A campaign has been going on for some time to secure a new drug for Limavady boy Callum McCorriston, who suffers from an incurable form of muscular dystrophy known as Duchenne.
The condition will cause Callum’s muscles to waste away - meaning he will eventually lose the ability to walk and will likely die before he reaches his thirties.
A ray of hope recently emerged, however, when a new drug known as Translarna showed that in some cases of Duchenne, the steady deterioration of the condition could be halted.
Callum is the only boy in Northern Ireland who would benefit from the drug but his mother’s application for the medicine to be made available to him has been turned down.
She said: “I have just received a call from Callums consultant to inform me that Callums application for Translarna has been denied.
“They have turned down a drug to help my baby stay ambulant (able to walk), stay active and protect his muscles.
“They have denied him his basic human right, the right to live.

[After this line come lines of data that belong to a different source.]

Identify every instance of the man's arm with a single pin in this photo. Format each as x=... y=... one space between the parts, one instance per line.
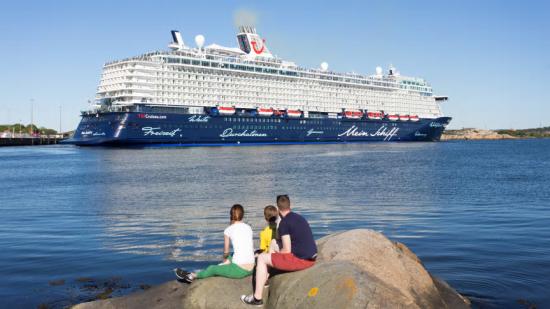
x=286 y=244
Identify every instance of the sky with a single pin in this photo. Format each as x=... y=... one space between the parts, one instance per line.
x=491 y=58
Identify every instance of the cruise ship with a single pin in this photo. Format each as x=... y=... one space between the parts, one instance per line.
x=217 y=95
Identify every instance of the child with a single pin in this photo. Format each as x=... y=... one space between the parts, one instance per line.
x=271 y=215
x=239 y=234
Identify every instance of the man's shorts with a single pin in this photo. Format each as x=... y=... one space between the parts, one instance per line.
x=289 y=262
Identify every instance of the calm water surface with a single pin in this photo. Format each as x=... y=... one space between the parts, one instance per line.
x=476 y=213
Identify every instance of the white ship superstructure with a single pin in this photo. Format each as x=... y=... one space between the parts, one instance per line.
x=250 y=77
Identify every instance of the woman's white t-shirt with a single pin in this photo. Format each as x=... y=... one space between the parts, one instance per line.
x=241 y=240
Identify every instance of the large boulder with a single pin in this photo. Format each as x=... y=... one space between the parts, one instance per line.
x=355 y=269
x=333 y=285
x=392 y=263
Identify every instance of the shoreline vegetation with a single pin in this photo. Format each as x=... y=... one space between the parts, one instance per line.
x=480 y=134
x=22 y=129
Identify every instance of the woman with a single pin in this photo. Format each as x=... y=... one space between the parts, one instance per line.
x=239 y=234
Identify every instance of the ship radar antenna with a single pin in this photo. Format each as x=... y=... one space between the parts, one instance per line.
x=177 y=43
x=379 y=72
x=199 y=40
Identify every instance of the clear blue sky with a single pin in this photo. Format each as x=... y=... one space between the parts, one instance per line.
x=490 y=57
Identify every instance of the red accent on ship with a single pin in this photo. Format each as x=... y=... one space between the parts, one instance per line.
x=353 y=114
x=293 y=113
x=255 y=48
x=223 y=110
x=375 y=115
x=265 y=111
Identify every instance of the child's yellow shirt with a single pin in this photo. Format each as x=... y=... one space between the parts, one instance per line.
x=265 y=238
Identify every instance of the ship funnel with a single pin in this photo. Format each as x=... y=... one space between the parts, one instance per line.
x=251 y=43
x=177 y=43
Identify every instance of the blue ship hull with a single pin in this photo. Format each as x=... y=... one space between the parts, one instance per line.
x=135 y=128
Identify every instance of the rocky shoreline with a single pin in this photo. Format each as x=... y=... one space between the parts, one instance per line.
x=355 y=269
x=474 y=134
x=480 y=134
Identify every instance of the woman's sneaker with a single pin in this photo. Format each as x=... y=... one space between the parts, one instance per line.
x=183 y=275
x=251 y=300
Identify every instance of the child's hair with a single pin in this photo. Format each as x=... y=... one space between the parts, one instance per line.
x=236 y=213
x=270 y=213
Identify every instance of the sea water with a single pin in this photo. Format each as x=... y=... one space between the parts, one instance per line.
x=77 y=221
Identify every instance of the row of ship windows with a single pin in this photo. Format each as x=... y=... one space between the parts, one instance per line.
x=268 y=120
x=202 y=76
x=260 y=127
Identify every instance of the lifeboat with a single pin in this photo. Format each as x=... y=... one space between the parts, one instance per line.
x=265 y=111
x=223 y=110
x=375 y=115
x=353 y=114
x=393 y=117
x=293 y=113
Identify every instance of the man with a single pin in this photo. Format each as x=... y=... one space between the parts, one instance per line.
x=297 y=251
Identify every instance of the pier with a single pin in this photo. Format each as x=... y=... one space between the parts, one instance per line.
x=31 y=141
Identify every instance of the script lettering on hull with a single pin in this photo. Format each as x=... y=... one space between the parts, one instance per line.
x=199 y=118
x=229 y=132
x=383 y=131
x=150 y=131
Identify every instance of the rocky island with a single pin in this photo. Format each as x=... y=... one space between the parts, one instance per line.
x=479 y=134
x=355 y=269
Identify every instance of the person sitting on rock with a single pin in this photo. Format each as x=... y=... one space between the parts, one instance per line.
x=271 y=215
x=298 y=250
x=242 y=262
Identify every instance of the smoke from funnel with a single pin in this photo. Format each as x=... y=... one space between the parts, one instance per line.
x=245 y=17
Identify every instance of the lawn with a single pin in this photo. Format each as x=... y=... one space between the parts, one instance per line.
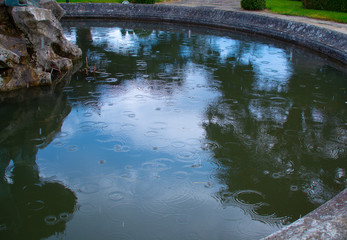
x=288 y=7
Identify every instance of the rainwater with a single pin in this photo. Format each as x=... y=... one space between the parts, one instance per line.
x=181 y=133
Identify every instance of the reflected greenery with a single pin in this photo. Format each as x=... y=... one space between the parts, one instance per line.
x=31 y=207
x=177 y=127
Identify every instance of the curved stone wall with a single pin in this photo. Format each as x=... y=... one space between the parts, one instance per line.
x=329 y=220
x=322 y=40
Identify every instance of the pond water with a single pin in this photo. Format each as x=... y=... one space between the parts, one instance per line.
x=182 y=133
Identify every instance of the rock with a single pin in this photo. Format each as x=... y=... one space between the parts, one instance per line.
x=33 y=48
x=8 y=59
x=56 y=9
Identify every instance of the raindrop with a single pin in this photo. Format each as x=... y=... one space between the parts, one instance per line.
x=182 y=219
x=51 y=220
x=101 y=161
x=3 y=227
x=89 y=188
x=72 y=148
x=116 y=196
x=127 y=127
x=65 y=216
x=178 y=144
x=293 y=188
x=87 y=114
x=276 y=175
x=36 y=205
x=59 y=144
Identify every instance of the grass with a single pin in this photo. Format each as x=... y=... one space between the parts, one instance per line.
x=285 y=7
x=295 y=8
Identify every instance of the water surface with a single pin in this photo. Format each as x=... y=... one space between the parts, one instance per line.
x=182 y=133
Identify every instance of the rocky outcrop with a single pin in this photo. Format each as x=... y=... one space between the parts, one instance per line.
x=33 y=49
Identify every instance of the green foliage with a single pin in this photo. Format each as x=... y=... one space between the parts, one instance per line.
x=296 y=8
x=332 y=5
x=143 y=1
x=253 y=4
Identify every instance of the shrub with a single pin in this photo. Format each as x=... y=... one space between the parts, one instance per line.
x=143 y=1
x=332 y=5
x=253 y=4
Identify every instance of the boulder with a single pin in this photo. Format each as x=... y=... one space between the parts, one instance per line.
x=33 y=48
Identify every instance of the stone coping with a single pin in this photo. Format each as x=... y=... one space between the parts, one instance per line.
x=329 y=221
x=322 y=40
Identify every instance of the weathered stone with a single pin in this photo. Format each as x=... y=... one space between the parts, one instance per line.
x=56 y=9
x=32 y=46
x=329 y=221
x=8 y=58
x=24 y=76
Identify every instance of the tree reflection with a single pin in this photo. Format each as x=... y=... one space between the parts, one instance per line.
x=31 y=207
x=279 y=120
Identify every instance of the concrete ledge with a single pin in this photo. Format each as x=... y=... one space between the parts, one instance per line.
x=328 y=42
x=328 y=221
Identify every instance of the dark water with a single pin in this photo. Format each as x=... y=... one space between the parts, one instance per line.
x=183 y=133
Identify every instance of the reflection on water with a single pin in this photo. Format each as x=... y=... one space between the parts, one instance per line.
x=31 y=207
x=181 y=133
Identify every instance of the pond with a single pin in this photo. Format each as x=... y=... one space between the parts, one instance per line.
x=181 y=133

I am totally disgusted with their decision.
“I will not accept this answer and will do anything I can to get him what he needs.
“My heart is broke and my hope is fading, but I’ll fight for Callum.”
A spokesperson for the Health and Social Care Board said: “It is not appropriate for the Health and Social Care (HSC) Board to comment on the circumstances of an individual patient case.
“In considering a request for specialist drug treatment on behalf of an individual patient, the HSC Board must take account of the evidence of the drug’s effectiveness and, in this regard, applies NICE guidance where it is available. The Board also takes account of guidance from other national bodies, for example the Scottish Medicines Consortium (SMC), particularly if NICE guidance has not been issued.
“For Translarna, advice in regard to its cost effectiveness has not yet been issued by NICE or the SMC. In this circumstance Translarna is not currently commissioned in Northern Ireland.
“The HSC Board does, however, have a clear process by which individual patient requests can be considered. If the patient’s clinical circumstances are identified as exceptional, funding for the requested treatment can be approved by the Board.
“As part of that process the patient’s hospital consultant puts in writing the exceptional clinical circumstances which apply to a particular patient. This information is expected to demonstrate why that patient would be more likely than others with the same condition to benefit from the proposed treatment. Such requests require to be supported by nominated senior clinicians and managers within the relevant HSC Trust.
“It should be emphasised that cost is not the determining factor in reaching a decision regarding the appropriateness of an individual request for a specialist drug. Rather, the priority is to consider the evidence to support the drug’s use and the extent to which an individual may benefit from it.”